This issue applies accross entire jdk sources. The exceptions thrown from jdk sources usually don't provide enough information to fix the issue, just by reading the message and looking at the stack trace. Developer needs to usually manage to reproduce the issue, even for very simple cases, just to find out some values, which should have been provided in the exception message.
This slows donwn her developement, and makes the java less efficient tool.
There are typically excecptions with very poor description messages like:
- "illegal value".. without providing expected value, and the actual value;
- "illegal state of component".... but no information about which component instance, its name, display name,...
etc.
There should be created and strictly folowed rules about what a message of an exception should provide.

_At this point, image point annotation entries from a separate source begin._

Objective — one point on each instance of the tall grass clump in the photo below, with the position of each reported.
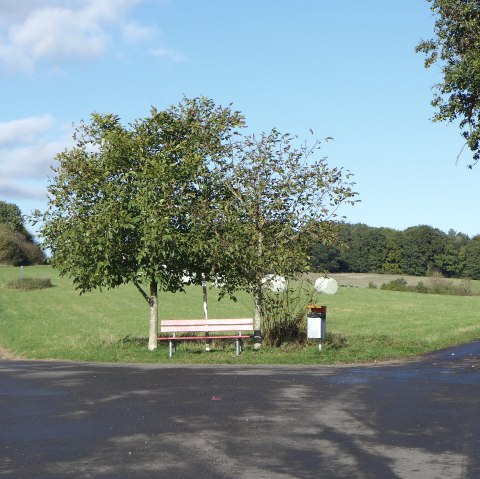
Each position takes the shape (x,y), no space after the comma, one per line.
(29,284)
(284,313)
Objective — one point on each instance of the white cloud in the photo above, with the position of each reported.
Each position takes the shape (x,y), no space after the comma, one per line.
(27,150)
(168,53)
(134,32)
(24,130)
(58,31)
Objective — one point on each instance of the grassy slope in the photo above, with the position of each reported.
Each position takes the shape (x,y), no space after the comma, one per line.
(113,325)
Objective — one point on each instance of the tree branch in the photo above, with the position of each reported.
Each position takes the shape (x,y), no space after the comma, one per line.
(143,293)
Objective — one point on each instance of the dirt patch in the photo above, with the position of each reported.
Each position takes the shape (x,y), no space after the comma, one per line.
(4,354)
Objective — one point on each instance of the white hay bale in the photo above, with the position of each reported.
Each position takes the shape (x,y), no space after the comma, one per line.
(326,285)
(275,283)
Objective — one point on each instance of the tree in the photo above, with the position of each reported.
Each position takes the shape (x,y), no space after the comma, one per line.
(17,246)
(472,258)
(456,48)
(123,198)
(421,248)
(11,216)
(279,199)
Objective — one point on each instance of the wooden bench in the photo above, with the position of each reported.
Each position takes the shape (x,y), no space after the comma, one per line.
(205,326)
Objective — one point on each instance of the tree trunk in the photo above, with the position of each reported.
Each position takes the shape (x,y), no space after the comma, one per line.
(257,322)
(153,329)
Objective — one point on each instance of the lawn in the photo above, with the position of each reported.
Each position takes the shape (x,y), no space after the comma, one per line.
(58,323)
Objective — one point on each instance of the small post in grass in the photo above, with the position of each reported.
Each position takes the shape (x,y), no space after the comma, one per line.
(317,323)
(205,309)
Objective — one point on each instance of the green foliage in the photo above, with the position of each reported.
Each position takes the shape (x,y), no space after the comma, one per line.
(455,50)
(399,284)
(278,198)
(437,285)
(122,199)
(11,216)
(29,284)
(16,249)
(472,258)
(284,314)
(419,251)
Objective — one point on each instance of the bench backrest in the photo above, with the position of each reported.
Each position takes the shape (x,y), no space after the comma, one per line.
(208,325)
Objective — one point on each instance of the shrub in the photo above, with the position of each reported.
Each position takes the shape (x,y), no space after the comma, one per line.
(284,314)
(399,284)
(28,284)
(18,249)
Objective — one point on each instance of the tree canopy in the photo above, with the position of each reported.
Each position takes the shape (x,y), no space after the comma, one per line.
(180,192)
(123,198)
(418,250)
(17,246)
(455,48)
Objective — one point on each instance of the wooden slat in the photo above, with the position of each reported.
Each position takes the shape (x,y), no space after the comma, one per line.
(183,338)
(194,322)
(209,325)
(205,328)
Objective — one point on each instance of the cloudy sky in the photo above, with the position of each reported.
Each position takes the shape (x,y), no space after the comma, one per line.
(346,69)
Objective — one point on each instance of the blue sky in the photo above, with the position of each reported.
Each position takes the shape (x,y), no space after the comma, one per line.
(346,69)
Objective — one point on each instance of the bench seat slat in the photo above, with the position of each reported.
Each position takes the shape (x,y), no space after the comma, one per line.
(182,338)
(218,327)
(236,328)
(195,322)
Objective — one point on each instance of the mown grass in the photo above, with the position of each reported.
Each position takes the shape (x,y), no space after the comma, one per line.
(58,323)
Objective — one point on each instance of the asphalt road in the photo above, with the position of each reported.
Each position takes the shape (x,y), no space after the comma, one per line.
(419,419)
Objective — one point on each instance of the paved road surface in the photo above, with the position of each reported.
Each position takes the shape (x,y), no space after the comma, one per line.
(420,419)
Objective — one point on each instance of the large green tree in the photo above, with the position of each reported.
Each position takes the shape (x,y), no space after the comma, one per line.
(280,196)
(455,48)
(124,199)
(17,245)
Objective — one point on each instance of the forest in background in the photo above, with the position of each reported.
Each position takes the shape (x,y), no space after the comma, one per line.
(417,251)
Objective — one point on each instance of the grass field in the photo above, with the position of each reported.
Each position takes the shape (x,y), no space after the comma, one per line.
(58,323)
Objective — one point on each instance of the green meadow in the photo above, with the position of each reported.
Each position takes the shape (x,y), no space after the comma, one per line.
(111,326)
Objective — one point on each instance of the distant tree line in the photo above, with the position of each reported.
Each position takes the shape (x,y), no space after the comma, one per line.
(17,245)
(418,251)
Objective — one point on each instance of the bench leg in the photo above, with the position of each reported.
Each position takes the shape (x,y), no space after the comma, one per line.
(171,348)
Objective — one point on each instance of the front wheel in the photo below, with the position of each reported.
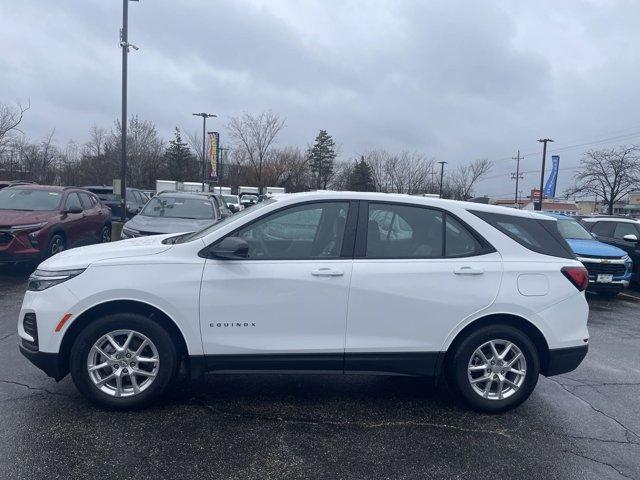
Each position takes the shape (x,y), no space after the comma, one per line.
(494,369)
(123,361)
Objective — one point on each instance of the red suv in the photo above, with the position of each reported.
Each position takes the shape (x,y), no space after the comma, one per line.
(37,221)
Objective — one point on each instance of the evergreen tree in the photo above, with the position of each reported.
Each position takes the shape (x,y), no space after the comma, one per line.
(361,177)
(321,158)
(179,159)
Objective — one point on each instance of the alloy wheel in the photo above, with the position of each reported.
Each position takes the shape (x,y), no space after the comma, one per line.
(497,369)
(123,363)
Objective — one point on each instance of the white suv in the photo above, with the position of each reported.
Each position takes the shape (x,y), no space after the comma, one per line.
(348,282)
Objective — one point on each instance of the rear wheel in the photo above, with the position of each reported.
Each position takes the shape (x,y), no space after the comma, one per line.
(123,361)
(494,369)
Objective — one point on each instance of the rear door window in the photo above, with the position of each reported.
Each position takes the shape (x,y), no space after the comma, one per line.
(541,236)
(73,201)
(401,231)
(87,201)
(460,242)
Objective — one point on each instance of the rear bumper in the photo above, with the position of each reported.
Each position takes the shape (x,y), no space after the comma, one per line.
(564,360)
(49,363)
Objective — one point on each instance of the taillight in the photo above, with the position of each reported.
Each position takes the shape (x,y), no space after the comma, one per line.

Something like:
1) Each exception has to provide info about the place where the exception occured.. i.e. the actual instance of an object (class), and its important values; if the class properly overrides toString() method, that usage should be OK;
2) Provide as much as possible available information, relevant to the state which led to the exceptions. I.e. properties which have wrong values, what are expected values; other important values which could affect the state... etc.
There should also folowed:
- Dont use Errors instead of Exceptions, Errors are supposed to refer problems of VM. Not keeping this prevents nice advanced exception handling in larger app's.
- Dont create and throw exceptions with no messages. This is obvious from the above, at least the 1) has to be used.